Shopping in Africa...
...is quite the adventure. To get the items we need we go to 6-10 dukas (stores). It is an all day event and quite exhausting, especially with little ones in tow. We stop at a curbside vegetable market for our produce from Mama Neema. We prefer a store called Pic N Pay for the bulk of our shopping (which newly opened a closer branch called All Mart). There we can buy flour, sugar, cornmeal, beans, rice, etc. Village Market is a very nice but expensive market, but one of the few places to get baked goods, so we buy bread there. We also frequent the “Coke Container” which sells bottled cokes from the back of a container. We rent the bottles and bring them back to pick up new filled ones when finished. We buy large containers of drinking water at a store called Fine Foods Mega. And, we go to Meat King for our meat, as most “meat markets” contain open meat just hanging from the ceilings. The meat here is different, but Meat King is a safe place to purchase it. Moona’s Pharmacy is the place for safe drugs. We go to an office supply duka for paper, pens, etc. There are also other dukas we stop by to look things we need that aren’t somewhere else. There isn’t a one stop shop like Walmart so you really have to have your list together when you shop! I guess you can say we do “mom and pop” store shopping here.
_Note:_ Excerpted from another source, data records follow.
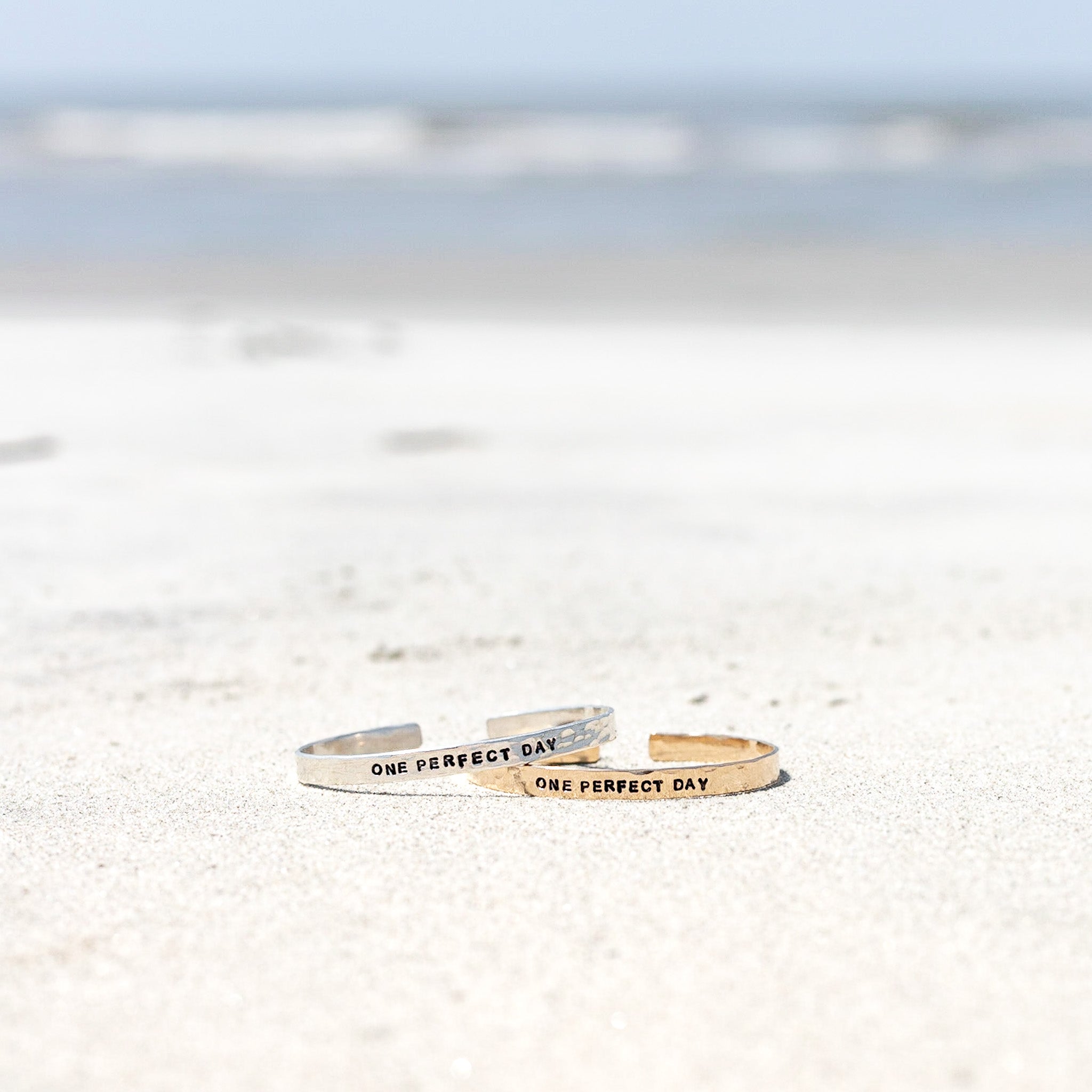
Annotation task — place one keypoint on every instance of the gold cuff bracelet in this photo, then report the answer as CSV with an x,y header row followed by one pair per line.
x,y
735,766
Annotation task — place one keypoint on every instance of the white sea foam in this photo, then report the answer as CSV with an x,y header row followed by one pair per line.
x,y
406,142
367,141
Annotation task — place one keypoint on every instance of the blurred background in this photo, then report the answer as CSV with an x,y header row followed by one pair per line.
x,y
165,133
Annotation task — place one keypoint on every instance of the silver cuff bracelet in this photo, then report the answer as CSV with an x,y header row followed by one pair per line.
x,y
384,756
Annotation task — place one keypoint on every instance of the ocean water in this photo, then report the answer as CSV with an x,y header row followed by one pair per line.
x,y
131,179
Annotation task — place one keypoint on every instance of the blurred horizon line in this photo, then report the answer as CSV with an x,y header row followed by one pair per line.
x,y
464,94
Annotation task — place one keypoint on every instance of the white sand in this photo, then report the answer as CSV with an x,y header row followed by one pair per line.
x,y
872,548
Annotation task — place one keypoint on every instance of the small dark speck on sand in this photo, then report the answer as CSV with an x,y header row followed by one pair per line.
x,y
382,652
28,449
426,440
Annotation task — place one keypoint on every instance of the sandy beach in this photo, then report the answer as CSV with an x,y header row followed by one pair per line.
x,y
232,522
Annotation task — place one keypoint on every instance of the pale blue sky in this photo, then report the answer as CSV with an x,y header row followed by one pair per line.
x,y
554,42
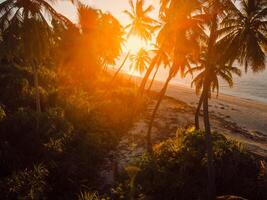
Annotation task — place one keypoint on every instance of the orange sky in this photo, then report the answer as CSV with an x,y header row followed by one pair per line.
x,y
115,7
There are specialized dukas for everything and if you want something you have to work hard sometimes to figure out where to find it. Many shops in town are labeled only in Swahili or none at all so you have to have a good eye to find what you need. Street shopping is a little stressful as the sellers can be somewhat forceful trying to make ends meet, but for the most part you are greeted with a friendly “karibu” (welcome) and allowed to look. However, if your eye falls on something for too long, fully expect them to get it down and insist you hold it, try it on, and yes, purchase it. But for groceries, at least, that’s not usually the case except for veggies.
Prices here can be both great and brutal. For example. I can get a bunch of bananas for 3,000 shillings, ($1.50) 2K (4 1/2 pounds) of potatoes are 4,000, ($3) and an avocado is 1,000 (less than a dollar). However, ANYTHING imported is super expensive and if you find something you love then you buy it because it won’t be back for months most likely! For example, a box of taco shells (6) can be found, but they are 20,000 ($13). A container of Philadelphia cream cheese is 14,500 ($9) and most cereals run between 14,000 and 25,000 ($9-15). Needless to say, we don’t eat cereal often, lol. Anything in a can is $3-5 so fresh is best for money but not time. I could go on and on, but I’m sure you get the point. If it’s “normal” for home, it’s really expensive. We only have access to shelf stable (boxed) milk, which has almost spun me into a depression as I LOVE milk! The boys seem to be fine with it and get the nutrients they need, but it is not yummy at all! Most foods taste a little different even if familiar. I have bought beans that literally had bugs jumping out of them and all produce must be washed in bleach water (enough to cleanse but not enough to harm us). When you buy eggs, they are usually covered in dirt and taken from the few cartons they have and placed in a box to take home. (No, they do not all survive the trip home, lol.) We don’t have access to many items we love and my budget is the same as it was in America for food so our eating has changed a lot.
I have finally gotten the hang of shopping here. I know where to find most things and can ask sweet African friends where to find other things. I never thought I would say it, but I sure do miss Walmart! I think I may just walk up and down the aisles for a few hours and be thankful for all that I have access to when I go home for furlough. And I will drink my weight in milk.